In fact, research shows that stories trigger a release of oxytocin, evoking a similar response of feelings and connectivity as a mother nursing her baby.
“Stories make us remember and they make us care. The reason content marketing works isn’t artsy-fartsy. It’s because our brains are programmed for stories” (Crossfield).
But, it’s so much more than that. Video is the closest you can get to experiencing something without being physically present. Stories provide an avenue for understanding complex realities and perspectives. A good video is relatable, no matter the message. It’s about connection. As humans, we know we are part of something bigger. And video allows the viewer to be transformed through an outside perspective and identify with a larger narrative.
2. Video is visual
Stating the obvious, are we? Perhaps, but it needs to be unpacked. The very essence of a video is what makes it more relatable and accessible than other media.

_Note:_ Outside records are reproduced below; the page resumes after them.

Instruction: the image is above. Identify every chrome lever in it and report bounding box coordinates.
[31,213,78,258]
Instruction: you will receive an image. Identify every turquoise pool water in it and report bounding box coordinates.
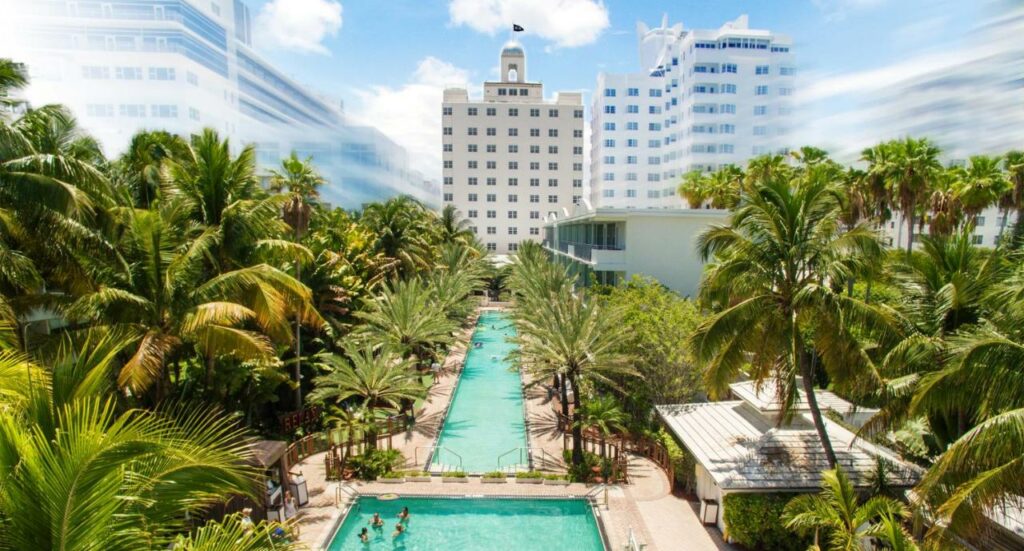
[328,496,604,551]
[431,311,527,472]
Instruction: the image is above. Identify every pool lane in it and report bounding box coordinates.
[431,311,528,473]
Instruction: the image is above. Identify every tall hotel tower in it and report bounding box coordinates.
[590,15,795,208]
[441,42,584,254]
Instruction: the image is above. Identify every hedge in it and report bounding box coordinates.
[722,494,813,551]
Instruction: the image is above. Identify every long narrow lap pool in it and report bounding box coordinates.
[431,311,527,473]
[328,496,604,551]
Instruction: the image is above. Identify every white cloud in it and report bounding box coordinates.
[256,0,341,54]
[449,0,608,48]
[353,56,469,176]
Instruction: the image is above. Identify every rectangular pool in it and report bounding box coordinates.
[430,311,529,473]
[328,496,604,551]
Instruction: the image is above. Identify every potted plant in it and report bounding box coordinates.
[377,471,406,484]
[480,471,508,484]
[544,474,569,485]
[515,471,544,484]
[441,471,469,482]
[406,471,430,482]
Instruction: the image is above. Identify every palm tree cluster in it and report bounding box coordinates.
[510,243,636,465]
[689,139,1024,549]
[0,59,492,549]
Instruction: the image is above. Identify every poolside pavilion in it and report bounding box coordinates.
[657,382,921,533]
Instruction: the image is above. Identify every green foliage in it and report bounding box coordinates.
[722,493,811,551]
[348,449,406,480]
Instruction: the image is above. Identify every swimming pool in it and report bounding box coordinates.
[430,311,528,473]
[327,496,604,551]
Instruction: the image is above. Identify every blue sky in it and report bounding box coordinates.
[246,0,998,176]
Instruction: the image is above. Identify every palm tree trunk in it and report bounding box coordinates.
[563,377,583,465]
[797,346,837,469]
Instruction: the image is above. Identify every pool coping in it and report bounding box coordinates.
[313,492,612,551]
[423,306,534,475]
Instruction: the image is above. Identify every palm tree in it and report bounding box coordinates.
[309,344,426,447]
[355,279,457,368]
[882,137,942,254]
[270,152,325,411]
[515,284,636,465]
[440,204,475,245]
[690,169,888,466]
[0,334,255,551]
[782,467,909,551]
[579,396,629,457]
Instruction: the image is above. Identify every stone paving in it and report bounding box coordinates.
[292,305,734,551]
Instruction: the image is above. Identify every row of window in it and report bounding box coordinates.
[444,176,583,187]
[441,105,583,119]
[443,160,583,172]
[441,143,583,155]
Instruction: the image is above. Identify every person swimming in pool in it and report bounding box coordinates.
[391,522,406,540]
[370,513,384,529]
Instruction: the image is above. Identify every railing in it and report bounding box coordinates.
[413,446,463,471]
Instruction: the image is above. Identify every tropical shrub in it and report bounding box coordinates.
[722,494,811,551]
[348,449,406,480]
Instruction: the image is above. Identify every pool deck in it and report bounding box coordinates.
[291,308,735,551]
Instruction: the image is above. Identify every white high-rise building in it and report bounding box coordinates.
[590,15,796,208]
[441,42,584,254]
[7,0,440,208]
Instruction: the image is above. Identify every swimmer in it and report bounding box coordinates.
[391,522,406,539]
[370,513,384,529]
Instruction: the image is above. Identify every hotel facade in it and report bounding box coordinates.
[441,42,584,254]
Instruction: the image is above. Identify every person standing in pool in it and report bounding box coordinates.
[370,513,384,531]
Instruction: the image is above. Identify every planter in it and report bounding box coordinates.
[544,478,569,485]
[480,477,508,484]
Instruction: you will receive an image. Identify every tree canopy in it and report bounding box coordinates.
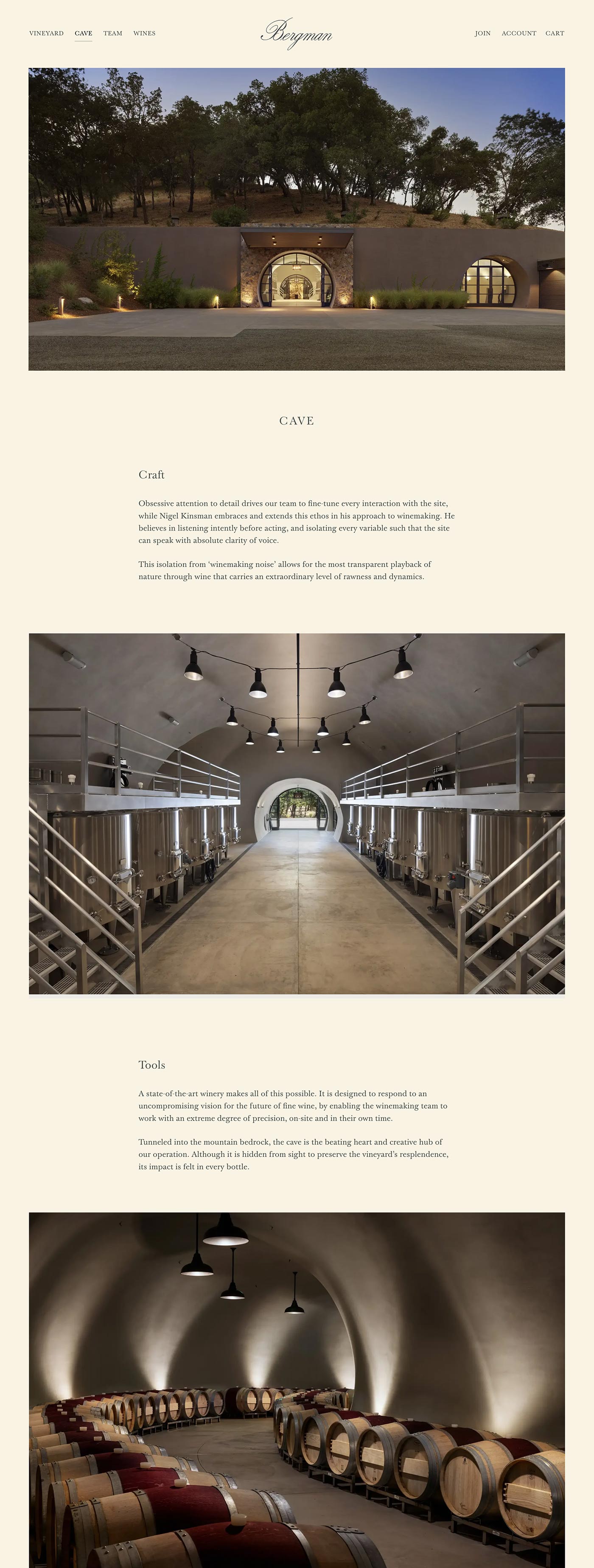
[30,67,564,223]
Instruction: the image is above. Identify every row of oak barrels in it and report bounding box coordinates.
[30,1405,386,1568]
[274,1399,566,1541]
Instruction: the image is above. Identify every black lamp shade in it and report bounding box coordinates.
[183,648,204,680]
[328,666,346,696]
[393,648,412,680]
[249,670,266,698]
[202,1213,249,1247]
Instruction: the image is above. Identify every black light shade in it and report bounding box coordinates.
[249,670,266,696]
[393,648,412,680]
[285,1269,305,1317]
[180,1215,213,1280]
[328,665,346,696]
[202,1213,249,1247]
[221,1237,248,1302]
[183,648,204,680]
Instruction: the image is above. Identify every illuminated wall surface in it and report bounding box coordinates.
[31,1213,563,1442]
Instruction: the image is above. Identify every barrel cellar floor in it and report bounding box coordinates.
[158,1419,502,1568]
[128,833,456,996]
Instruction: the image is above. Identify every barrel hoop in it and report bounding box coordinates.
[329,1524,386,1568]
[92,1498,110,1555]
[289,1524,318,1568]
[174,1530,202,1568]
[133,1491,157,1535]
[260,1491,294,1524]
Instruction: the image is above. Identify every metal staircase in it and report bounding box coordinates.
[458,817,566,996]
[28,803,143,996]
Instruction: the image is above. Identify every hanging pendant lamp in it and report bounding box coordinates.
[249,670,268,698]
[202,1213,249,1247]
[393,648,412,680]
[221,1237,248,1302]
[180,1215,213,1280]
[328,665,346,696]
[285,1269,305,1317]
[183,648,204,680]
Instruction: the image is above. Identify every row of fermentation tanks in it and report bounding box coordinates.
[49,805,240,930]
[346,805,561,942]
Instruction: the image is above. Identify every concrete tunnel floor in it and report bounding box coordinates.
[156,1417,502,1568]
[130,831,456,996]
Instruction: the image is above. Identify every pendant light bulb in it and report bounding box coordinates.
[202,1213,249,1247]
[393,648,412,680]
[285,1269,305,1317]
[249,668,268,698]
[221,1247,246,1302]
[183,648,204,680]
[180,1215,213,1280]
[328,665,346,696]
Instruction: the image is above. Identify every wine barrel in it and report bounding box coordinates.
[45,1466,237,1565]
[356,1419,431,1491]
[300,1410,342,1469]
[88,1521,386,1568]
[439,1438,555,1519]
[497,1449,566,1541]
[393,1427,492,1502]
[34,1451,208,1555]
[235,1388,258,1416]
[61,1487,294,1568]
[196,1388,226,1416]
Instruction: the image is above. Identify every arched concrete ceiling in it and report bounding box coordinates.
[31,1210,563,1442]
[31,630,564,770]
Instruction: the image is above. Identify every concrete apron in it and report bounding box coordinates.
[134,831,456,996]
[28,306,564,337]
[155,1419,490,1568]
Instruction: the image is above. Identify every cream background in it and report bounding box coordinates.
[0,0,591,1568]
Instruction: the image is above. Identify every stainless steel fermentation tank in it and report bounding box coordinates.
[49,811,135,938]
[462,811,563,944]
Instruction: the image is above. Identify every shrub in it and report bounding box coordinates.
[212,207,248,229]
[91,229,138,295]
[138,245,182,310]
[94,277,122,304]
[28,207,45,257]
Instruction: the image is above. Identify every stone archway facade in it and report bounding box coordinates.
[240,232,353,310]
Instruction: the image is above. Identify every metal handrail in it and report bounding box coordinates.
[468,909,566,996]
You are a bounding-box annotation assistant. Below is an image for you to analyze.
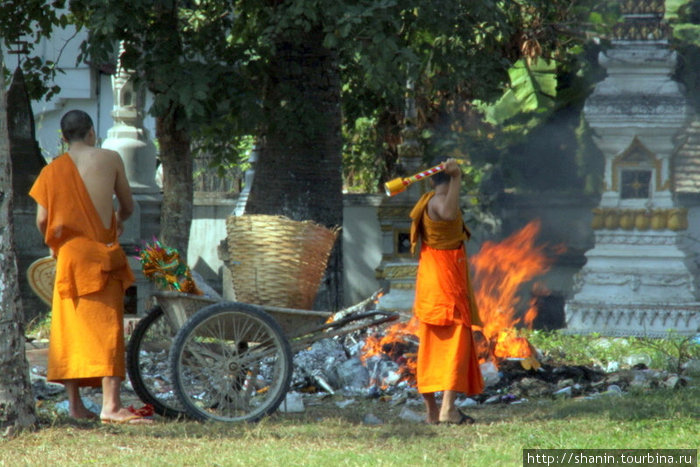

It conveys what we cannot simply say or write. And, a visual is easier to follow, understand, and remember.
In fact, viewers retain 95% of a message when they watch it in a video, compared to 10% when reading it in text. (Insivia)
It’s a combination of storytelling and an arousal of the senses that takes your experience to another level. Video communicates through multiple senses, inviting you to engage with the realness of what you’re viewing. It’s why we video conference instead of conference call. We get a full experience when we combine audio and video with powerful narrative storytelling.
3. Video facilitates shared experience
Webster also defines empathy as “the imaginative projection of a subjective state into an object so that the object appears to be infused with it.”
Video is that “imaginative projection” that can be shared and experienced by people from various backgrounds and perspectives. It is a gateway to express emotion, invoke understanding, and create connections both online and in real life.
In a way that words and still images cannot, video gets us as close as we can to actual human interaction to forge a connection. A good video jumpstarts the road to empathetic understanding by creating an experience for your viewers.
Video and audio marry to create a truly unique expression of an abstract message, like a corporate mission statement, or an otherwise-unexciting training manual.
59% of executives say they would rather watch a video than read text (Wordstream). That’s because video is alive, and like a person, it engages you and pulls you into an experience.
It gives you the power to craft a tone, evoke strong feelings, and shape the essence of a viewer’s experience.